Lin Ze notó con agudeza que, en las esquinas de los pasadizos por los que pasaba el hombre, había algunas cosas blancas y alargadas esparcidas… que parecían hilos de telaraña.
Conforme avanzaban, los túneles se volvieron más amplios.
En poco tiempo, la escena se abrió de golpe.
El hombre delgado había llegado a una enorme cuenca subterránea.
La cuenca era circular; a ojo, tenía más de mil metros de diámetro, y una profundidad de cincuenta o sesenta metros.
Pero lo más aterrador era otra cosa:
En el techo de la cuenca colgaba una telaraña gigantesca, y sobre ella se veían innumerables arañas enormes, apretadas unas contra otras.
Esas arañas eran de un rojo intenso, y su tamaño era comparable al de un oso.
El cuerpo estaba cubierto por patrones densos negros y amarillos, y solo verlas ya provocaba escalofríos.
—¡Es la Raza de las Diez Mil Arañas! —Zhong Ming inhaló con fuerza, con los ojos muy abiertos.
La Raza de las Diez Mil Arañas era una civilización de bestias que vivía bajo tierra.
Les encantaba tejer redes en cavernas oscuras y húmedas para atrapar presas.
Su nivel de “civilización” era extremadamente bajo; aún vivían básicamente en un estado de caza, carne y sangre.
Ni siquiera sabían usar herramientas para crear.
De hecho, la mayoría de las civilizaciones de bestias eran así.
Si no fuera porque esas razas todavía mantenían estructuras sociales y cierto orden, los académicos ni siquiera las considerarían dentro de la categoría de “civilización”.

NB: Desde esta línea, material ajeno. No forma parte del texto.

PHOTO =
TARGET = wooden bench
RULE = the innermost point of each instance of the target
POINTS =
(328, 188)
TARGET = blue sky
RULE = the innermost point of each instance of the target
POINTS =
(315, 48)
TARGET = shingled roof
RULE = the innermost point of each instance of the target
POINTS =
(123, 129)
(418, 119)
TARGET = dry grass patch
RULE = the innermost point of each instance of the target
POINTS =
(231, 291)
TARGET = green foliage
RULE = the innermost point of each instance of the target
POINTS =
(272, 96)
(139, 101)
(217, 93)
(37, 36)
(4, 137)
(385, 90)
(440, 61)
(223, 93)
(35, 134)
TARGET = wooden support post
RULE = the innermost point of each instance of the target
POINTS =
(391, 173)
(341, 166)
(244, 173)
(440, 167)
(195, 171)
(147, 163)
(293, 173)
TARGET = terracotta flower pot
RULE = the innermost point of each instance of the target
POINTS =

Aun así, la Raza de las Diez Mil Arañas era de las más peligrosas dentro de ese tipo de civilizaciones.
Las arañas negro-amarillas del recuadro eran, precisamente, las Arañas Gigantes Tigre de Guerra.
Un ejemplar adulto solía tener alrededor de sexto rango.
Y algunos individuos de élite podían alcanzar el sexto rango máximo.
Una sola Araña Tigre de Guerra no era nada para un domador con una mascota de octavo rango.
Pero cuando su número llegaba a cientos o miles…
Bastaba para helarte la espalda.
Al ver la masa interminable de arañas, varios participantes fruncieron el ceño con gravedad.
En el recuadro, el rostro del hombre delgado también palideció.
—Caray… y esto solo es dificultad baja —murmuró Zhong Ming tragando saliva, con una expresión amarga—. Es demasiado exagerado. No es raro que tanta gente no pueda aprobar la evaluación de oro.
En ese instante, incluso comenzó a dudar de su decisión.
¿De verdad debía arriesgarse con la dificultad media?
¿No se habría equivocado?
En ese momento, del recuadro estalló un coro de chillidos.
Las Arañas Tigre de Guerra habían detectado al hombre delgado y, de inmediato, movieron sus ocho patas afiladas como cuchillas, lanzándose a matar con una ferocidad brutal.
El combate estalló al instante.
El hombre delgado y sus cuatro mascotas se apoyaron contra la salida del túnel por el que habían llegado, resistiendo el ataque del aterrador enjambre desde tres direcciones.
En un abrir y cerrar de ojos…
Chillidos agudos.
Silbidos de aire rasgado por patas-cuchilla.
Crujidos del suelo triturado por las extremidades.
Todo se mezcló en un estruendo que rebotaba en la cuenca vacía.
Y, poco a poco, la cueva se tiñó de un rojo sangriento.